On Dec. 10, the Planning Board heard a report from Williams College students Ava Simunovic and Oscar Newman, who conducted the study as part of an environmental planning course. The Planning Board, as it often does, served as the client for the research project.
The students drove every street in town, assessing the availability and condition of its sidewalks, and consulted with town officials, including the director of the Department of Public Works.

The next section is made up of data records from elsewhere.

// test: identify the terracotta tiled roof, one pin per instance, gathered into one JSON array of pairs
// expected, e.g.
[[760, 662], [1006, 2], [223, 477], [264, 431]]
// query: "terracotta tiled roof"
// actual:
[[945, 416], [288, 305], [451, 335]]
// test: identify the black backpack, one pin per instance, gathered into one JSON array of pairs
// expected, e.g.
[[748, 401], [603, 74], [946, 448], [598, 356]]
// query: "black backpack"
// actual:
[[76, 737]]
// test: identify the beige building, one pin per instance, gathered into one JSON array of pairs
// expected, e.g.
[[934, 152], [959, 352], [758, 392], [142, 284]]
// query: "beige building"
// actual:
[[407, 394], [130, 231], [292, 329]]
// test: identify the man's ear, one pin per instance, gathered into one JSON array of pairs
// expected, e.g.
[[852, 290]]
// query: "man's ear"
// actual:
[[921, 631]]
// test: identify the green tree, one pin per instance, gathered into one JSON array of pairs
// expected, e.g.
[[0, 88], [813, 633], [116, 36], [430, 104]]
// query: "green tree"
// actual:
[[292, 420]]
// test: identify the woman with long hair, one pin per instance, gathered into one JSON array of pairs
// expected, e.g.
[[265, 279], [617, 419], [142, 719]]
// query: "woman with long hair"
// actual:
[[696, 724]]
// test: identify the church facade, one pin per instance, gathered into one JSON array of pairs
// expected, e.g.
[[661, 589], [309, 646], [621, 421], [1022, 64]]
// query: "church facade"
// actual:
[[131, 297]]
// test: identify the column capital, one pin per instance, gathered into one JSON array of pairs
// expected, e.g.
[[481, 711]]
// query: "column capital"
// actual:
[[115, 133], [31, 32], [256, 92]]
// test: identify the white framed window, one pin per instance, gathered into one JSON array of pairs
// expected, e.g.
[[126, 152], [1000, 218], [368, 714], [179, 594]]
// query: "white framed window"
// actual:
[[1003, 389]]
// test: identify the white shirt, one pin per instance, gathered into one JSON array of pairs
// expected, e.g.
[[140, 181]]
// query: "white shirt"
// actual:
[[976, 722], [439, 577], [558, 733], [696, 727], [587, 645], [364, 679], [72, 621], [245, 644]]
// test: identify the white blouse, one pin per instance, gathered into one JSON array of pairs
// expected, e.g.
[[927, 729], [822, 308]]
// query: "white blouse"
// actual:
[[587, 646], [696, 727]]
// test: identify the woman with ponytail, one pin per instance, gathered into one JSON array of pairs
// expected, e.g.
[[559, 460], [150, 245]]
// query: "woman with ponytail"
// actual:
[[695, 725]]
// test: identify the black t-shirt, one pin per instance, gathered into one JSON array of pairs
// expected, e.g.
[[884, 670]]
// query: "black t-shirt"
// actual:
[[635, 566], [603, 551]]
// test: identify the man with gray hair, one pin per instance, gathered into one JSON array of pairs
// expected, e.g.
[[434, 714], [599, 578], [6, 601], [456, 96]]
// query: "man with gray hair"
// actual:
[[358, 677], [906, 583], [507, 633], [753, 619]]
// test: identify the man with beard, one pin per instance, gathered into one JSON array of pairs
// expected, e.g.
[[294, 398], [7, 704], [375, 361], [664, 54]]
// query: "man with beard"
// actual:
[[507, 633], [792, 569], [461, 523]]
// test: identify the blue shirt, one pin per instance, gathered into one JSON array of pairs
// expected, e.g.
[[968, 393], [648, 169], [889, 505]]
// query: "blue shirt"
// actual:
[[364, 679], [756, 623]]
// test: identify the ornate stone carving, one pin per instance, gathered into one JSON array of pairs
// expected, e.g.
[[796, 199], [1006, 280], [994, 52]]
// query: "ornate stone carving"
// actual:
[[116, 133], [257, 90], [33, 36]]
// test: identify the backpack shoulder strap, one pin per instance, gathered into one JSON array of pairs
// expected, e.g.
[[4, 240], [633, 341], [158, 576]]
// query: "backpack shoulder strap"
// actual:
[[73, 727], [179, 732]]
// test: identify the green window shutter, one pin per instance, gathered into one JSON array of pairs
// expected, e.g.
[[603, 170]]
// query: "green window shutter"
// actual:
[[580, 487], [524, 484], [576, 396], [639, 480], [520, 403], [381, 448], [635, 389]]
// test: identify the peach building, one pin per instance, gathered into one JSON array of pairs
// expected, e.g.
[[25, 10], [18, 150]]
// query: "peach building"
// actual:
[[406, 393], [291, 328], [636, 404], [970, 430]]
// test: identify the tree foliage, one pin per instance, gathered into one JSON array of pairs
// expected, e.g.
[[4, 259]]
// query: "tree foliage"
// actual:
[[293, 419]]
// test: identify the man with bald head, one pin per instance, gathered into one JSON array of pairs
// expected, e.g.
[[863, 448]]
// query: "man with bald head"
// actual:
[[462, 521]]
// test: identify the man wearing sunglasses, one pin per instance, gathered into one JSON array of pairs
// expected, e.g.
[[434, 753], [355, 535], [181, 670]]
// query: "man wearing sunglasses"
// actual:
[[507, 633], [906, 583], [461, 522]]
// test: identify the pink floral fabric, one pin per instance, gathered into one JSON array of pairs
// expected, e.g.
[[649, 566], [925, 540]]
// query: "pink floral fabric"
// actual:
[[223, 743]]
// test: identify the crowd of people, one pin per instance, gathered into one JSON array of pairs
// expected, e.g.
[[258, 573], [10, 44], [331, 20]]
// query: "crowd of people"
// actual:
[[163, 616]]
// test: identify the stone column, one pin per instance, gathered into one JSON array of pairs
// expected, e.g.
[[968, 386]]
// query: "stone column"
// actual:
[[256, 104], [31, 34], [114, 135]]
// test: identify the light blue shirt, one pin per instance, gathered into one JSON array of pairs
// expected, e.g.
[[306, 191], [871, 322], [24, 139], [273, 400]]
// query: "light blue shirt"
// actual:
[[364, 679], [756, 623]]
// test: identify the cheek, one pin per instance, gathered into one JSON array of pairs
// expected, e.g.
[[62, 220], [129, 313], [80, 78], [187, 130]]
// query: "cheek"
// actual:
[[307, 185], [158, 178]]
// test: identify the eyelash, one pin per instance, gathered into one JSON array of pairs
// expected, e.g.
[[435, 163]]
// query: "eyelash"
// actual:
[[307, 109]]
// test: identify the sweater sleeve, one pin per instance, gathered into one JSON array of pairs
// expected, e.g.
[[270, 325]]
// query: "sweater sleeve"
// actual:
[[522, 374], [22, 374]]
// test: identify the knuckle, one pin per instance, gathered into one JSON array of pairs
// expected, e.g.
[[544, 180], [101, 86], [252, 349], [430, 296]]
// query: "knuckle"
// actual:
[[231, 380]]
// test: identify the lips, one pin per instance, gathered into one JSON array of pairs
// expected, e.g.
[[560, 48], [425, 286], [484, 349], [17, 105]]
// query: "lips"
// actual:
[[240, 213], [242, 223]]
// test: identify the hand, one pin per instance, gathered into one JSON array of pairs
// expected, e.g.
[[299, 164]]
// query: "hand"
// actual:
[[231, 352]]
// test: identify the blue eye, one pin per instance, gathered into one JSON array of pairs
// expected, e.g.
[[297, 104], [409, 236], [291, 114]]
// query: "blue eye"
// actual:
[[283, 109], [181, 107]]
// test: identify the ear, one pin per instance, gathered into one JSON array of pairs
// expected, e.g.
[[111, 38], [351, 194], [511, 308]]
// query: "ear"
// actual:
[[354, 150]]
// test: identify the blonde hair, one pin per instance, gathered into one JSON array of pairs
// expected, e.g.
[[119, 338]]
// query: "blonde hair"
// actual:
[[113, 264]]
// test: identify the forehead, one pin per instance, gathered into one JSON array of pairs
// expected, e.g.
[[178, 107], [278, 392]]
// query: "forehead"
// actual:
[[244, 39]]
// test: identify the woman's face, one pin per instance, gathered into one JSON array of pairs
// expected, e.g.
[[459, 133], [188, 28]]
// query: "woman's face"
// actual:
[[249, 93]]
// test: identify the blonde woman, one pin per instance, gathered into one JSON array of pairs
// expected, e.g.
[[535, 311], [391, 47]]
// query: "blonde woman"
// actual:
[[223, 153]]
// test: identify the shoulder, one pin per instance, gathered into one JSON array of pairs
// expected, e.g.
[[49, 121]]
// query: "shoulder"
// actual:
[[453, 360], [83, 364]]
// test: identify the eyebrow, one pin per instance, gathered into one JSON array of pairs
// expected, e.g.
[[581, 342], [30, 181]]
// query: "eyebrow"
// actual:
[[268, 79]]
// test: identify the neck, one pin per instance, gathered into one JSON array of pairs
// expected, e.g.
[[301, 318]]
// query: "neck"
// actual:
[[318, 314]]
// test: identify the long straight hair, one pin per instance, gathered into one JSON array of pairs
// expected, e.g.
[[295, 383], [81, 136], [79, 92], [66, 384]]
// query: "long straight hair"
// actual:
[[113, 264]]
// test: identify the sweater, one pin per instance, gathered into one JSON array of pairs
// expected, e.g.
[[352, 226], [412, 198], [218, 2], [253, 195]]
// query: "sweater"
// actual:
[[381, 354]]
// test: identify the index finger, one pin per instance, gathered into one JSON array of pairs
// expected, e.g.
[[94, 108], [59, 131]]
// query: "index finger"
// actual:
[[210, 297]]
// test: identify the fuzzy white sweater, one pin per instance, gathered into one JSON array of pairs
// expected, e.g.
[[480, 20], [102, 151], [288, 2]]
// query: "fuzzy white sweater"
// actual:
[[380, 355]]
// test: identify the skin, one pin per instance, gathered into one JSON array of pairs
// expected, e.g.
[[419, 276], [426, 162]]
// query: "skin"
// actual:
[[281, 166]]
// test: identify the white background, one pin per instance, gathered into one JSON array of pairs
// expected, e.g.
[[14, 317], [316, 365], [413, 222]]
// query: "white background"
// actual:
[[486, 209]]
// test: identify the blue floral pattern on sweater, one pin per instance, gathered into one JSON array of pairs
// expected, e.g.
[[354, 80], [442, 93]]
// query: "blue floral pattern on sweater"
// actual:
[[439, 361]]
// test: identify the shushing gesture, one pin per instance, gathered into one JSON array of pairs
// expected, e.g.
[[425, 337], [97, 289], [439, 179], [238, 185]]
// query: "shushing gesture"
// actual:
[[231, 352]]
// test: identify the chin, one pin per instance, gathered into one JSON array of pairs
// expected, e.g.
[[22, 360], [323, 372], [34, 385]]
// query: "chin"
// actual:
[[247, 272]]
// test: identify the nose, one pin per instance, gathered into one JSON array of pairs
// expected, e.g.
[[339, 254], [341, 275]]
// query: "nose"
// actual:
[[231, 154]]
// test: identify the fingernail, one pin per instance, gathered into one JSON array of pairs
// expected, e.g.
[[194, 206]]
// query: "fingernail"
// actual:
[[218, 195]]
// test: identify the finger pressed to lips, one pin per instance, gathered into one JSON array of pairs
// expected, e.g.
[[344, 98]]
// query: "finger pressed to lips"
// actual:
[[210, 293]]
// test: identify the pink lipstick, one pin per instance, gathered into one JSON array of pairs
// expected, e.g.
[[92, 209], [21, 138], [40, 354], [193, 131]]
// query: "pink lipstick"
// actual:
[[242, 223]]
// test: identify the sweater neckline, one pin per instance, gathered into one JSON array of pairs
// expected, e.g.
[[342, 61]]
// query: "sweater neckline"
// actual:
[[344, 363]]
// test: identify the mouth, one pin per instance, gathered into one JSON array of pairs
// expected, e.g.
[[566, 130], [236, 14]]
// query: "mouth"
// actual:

"In northern Williamstown … there are not a lot of sidewalks despite there being a relatively dense population, and when there are sidewalks, they tend to be in poor condition — less than 5 feet wide and made out of asphalt," Simunovic told the board. "As we were doing our research, we began to wonder if there was a correlation between lower income neighborhoods and a lack of adequate sidewalk infrastructure.
"So we did a bit of digging and found that streets with lower property values on average lack adequate sidewalk infrastructure — notably on North Hoosac, White Oaks and the northern Cole Avenue area. In comparison, streets like Moorland, Southworth and Linden have higher property values and better sidewalk infrastructure."
Newman explained that the study included a detailed map of the town's sidewalk network with scores for networks in a given area based on six criteria: surface condition, sidewalk width, accessibility, connectivity (to the rest of the network), safety (including factors like proximity to the road) and surface material.